Although it is apparent that macrophages have altered activities with age, it is unclear as to what these specific changes entail and the mechanisms that drive such changes in musculoskeletal tissues. Several studies point to intrinsic factors that alter macrophage polarization, function, and survival. Wang et al. [30] found that aged murine muscle had higher levels of M2a polarized macrophages, muscle fibrosis, and collagen accumulation. The increased frequency of M2a macrophages and fibrosis was attributable to the aging of myeloid lineage cells, as demonstrated by rescue of aged muscle with infusion of young bone marrow cells [30]. Interestingly, inducing muscle-specific neuronal nitric oxide synthase (nNOS) was sufficient to prevent increased M2a frequency and arginase-1-dependent fibrosis [30]. Shortening of telomeres in aged macrophages also contributes to macrophage susceptibility to oxidative stress and reduced granulocyte macrophage colony-stimulating factor (GM-CSF)-dependent proliferation [31]. These cellular defects were found in aged and telomerase knockout (Terc −/−) mice; Sebastian et al. concluded that telomere loss caused reduced STAT5a oxidation and phosphorylation and ultimately impairment of GM-CSF-dependent macrophage proliferation [31]. Similarly, increased levels of S-endoglin, a transmembrane glycoprotein associated with inflammatory processes, were associated with decreased macrophage proliferation, decreased survival response to GM-CSF, increased oxidative stress, and skewed myeloid cell polarization toward an M2 phenotype [32]. Chitotrioside, a marker for chronically activated macrophages and inflammation, has also been shown to be elevated in older humans [33]. Herrero et al. demonstrated that, at the genomic level, aged macrophages have decreased DNA-binding activity in the promoter region of the IAβ gene, resulting in decreased expression of major histocompatibility complex (MHC) class II molecules [34]. As evidenced by the changes described above, aging alters many aspects of macrophage survival and function.

Aging microenvironment

In addition to intrinsic changes of aging, macrophages are modulated by their aging microenvironment and a poorly described number of external factors.
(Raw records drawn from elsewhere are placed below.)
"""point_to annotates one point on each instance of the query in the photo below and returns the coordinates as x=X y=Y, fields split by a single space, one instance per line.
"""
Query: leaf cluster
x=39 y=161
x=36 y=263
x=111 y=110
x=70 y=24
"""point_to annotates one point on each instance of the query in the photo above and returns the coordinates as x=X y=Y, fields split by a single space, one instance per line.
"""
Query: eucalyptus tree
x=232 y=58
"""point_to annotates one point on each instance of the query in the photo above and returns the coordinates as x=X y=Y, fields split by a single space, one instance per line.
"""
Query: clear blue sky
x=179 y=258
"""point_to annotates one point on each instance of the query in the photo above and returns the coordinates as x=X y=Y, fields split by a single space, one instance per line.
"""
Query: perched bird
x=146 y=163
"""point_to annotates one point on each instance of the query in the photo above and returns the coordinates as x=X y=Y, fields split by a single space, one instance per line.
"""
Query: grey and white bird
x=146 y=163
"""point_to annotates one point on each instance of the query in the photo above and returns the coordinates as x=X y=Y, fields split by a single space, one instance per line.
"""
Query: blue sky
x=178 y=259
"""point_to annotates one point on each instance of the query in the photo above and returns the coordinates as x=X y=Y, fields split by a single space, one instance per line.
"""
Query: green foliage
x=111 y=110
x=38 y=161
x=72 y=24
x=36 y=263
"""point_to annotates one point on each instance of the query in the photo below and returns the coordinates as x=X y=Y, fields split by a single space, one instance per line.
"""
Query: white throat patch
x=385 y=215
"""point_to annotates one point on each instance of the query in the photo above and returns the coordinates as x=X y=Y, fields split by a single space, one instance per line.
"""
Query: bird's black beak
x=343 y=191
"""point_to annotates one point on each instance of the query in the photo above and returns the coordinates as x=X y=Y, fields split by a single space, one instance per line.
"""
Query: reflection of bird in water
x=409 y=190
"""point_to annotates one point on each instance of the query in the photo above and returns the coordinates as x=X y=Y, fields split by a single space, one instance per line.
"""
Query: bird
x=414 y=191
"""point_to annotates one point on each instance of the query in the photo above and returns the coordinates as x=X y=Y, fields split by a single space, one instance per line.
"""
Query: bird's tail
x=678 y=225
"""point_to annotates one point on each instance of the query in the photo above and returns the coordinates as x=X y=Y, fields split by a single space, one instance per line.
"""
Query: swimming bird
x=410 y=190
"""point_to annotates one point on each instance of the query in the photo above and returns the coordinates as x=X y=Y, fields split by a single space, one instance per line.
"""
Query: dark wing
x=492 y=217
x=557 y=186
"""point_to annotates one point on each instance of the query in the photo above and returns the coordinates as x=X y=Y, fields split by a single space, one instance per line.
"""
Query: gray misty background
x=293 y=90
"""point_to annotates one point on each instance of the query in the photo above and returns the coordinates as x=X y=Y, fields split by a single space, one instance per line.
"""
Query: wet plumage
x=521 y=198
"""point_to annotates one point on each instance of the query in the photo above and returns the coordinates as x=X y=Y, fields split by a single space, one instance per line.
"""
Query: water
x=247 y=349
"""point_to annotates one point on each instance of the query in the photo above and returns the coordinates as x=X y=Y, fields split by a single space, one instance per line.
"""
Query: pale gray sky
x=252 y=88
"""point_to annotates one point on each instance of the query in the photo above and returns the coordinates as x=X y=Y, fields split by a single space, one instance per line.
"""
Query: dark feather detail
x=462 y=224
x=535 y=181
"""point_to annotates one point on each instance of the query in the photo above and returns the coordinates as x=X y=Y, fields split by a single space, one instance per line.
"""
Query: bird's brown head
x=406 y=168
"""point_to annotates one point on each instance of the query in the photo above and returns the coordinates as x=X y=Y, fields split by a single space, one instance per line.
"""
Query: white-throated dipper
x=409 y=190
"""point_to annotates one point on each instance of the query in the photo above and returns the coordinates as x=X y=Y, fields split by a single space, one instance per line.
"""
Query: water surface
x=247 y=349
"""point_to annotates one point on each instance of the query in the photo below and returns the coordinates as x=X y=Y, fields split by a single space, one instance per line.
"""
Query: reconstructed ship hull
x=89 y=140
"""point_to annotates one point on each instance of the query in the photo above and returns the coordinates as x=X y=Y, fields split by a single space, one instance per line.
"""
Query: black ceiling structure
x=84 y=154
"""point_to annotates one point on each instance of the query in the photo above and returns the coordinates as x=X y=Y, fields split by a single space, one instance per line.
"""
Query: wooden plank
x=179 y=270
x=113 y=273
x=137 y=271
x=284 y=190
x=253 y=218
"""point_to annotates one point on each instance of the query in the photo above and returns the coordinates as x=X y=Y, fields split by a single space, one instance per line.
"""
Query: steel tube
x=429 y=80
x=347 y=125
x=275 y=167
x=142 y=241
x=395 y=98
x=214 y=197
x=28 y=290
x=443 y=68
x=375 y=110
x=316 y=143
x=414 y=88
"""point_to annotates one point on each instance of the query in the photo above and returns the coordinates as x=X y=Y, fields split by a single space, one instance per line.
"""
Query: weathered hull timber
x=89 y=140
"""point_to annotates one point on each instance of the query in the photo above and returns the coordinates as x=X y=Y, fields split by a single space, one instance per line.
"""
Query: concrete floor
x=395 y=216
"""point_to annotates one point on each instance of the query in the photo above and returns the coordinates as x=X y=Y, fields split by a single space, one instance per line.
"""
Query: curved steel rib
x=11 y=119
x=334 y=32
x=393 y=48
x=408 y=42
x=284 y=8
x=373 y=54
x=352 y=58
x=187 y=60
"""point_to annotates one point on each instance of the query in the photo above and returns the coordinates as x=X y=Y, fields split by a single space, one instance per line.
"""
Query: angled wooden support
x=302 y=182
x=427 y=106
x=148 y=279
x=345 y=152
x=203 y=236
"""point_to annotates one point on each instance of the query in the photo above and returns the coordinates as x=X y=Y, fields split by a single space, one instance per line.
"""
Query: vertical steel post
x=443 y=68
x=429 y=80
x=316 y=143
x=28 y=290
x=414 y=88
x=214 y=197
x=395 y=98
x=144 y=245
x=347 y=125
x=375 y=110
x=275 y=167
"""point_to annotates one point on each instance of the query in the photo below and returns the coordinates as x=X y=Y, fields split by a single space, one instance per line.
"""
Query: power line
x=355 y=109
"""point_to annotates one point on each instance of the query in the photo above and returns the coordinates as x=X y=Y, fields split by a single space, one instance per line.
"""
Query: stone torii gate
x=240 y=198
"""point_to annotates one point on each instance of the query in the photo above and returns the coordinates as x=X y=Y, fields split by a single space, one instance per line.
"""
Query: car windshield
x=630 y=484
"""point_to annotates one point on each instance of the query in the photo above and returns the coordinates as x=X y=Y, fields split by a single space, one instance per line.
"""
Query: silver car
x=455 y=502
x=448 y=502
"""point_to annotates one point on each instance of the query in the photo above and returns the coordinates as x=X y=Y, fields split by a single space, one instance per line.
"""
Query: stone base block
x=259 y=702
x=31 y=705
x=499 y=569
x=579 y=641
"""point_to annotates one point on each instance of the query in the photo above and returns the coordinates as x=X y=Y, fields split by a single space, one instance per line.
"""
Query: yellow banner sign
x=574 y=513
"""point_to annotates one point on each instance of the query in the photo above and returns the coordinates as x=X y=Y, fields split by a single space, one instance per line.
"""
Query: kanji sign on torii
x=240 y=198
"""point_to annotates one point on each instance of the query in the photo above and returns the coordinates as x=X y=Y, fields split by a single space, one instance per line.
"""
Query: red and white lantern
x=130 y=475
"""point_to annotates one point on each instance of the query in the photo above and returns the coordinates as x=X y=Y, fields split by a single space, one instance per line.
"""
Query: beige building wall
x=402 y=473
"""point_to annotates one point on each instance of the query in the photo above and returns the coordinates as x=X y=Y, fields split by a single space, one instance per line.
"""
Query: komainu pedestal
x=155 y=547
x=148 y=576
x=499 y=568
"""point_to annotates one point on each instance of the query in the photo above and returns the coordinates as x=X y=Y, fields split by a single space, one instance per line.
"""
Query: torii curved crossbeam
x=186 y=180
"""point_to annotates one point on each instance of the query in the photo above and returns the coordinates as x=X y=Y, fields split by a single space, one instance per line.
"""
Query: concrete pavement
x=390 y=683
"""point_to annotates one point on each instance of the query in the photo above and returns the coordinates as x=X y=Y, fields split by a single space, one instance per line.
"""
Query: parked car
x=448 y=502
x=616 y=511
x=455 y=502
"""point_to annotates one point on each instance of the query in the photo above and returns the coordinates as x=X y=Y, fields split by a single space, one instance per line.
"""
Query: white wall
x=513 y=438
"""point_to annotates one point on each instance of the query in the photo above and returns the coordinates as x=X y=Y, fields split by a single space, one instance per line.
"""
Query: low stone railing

When challenging young macrophages with aged serum, Gomez et al. found reduced macrophage secretion of TNFα and increased basal levels of IL-6 [35]. Though the group did not specifically identify the factors contributing to these observations, they concluded that, owing to heat resistance of the effect, the stimulatory factor(s) for increased IL-6 production was not a protein [35]. In a study comparing phagocytosis by young and aged peritoneal macrophages and bone marrow-derived macrophages (BMDMs), Linehan et al. demonstrated that older peritoneal macrophages have significantly impaired phagocytosis compared with younger macrophages; however, there was no evident defect in phagocytosis for aged BMDM [36]. Moreover, they found that injection of young peritoneal macrophages into the peritoneal cavities of aged mice led to impaired phagocytosis and increased levels of T and B cells [36]. Barrett et al. found that glial cells exposed to conditioned media from aged BMDMs challenged with IFNγ or LPS had increased expression of pro-inflammatory mediators [37]. Such a pro-inflammatory environment could further mediate increased inflammation by infiltrating macrophages and thus contribute to a cascade of cellular damage [37]. Together, these findings suggest a profound influence of the aging microenvironment on macrophage function.

Inflamm-aging

Aging is also associated with elevated levels of secreted inflammatory cytokines beyond the previously described functional and environmental changes [38]. Much of the literature describes aged macrophage hypersensitivity and increased responsiveness to inflammatory signals. For example, when aged BMDMs are challenged with IFNγ or LPS, they increase their expression of arginase and secrete characteristic pro-inflammatory M1 and Th1 cytokines, such as TNFα, NOS2, IL-1β, and IFNγ [30, 37, 39]. Moreover, aged macrophages increase their surface density of TLR4, the receptor for LPS, permitting a faster and enhanced inflammatory response [40]. Similarly, Smallwood et al. found that aged macrophages have increased nitric oxide production under resting conditions as well as enhanced bactericidal activity against Salmonella [41]. These findings suggest that aged macrophages remain in a pre-activated resting state that enhances their response to exposure of pro-inflammatory stimuli [41]. However, with increased production of reactive oxygen species, aged macrophages are susceptible to oxidative damage [41]. Although there is increased responsiveness to pro-inflammatory signals, aged macrophages also have impaired function with reduced phagocytic activity, reduced nitrite burst capacity, and reduced autophagy [38].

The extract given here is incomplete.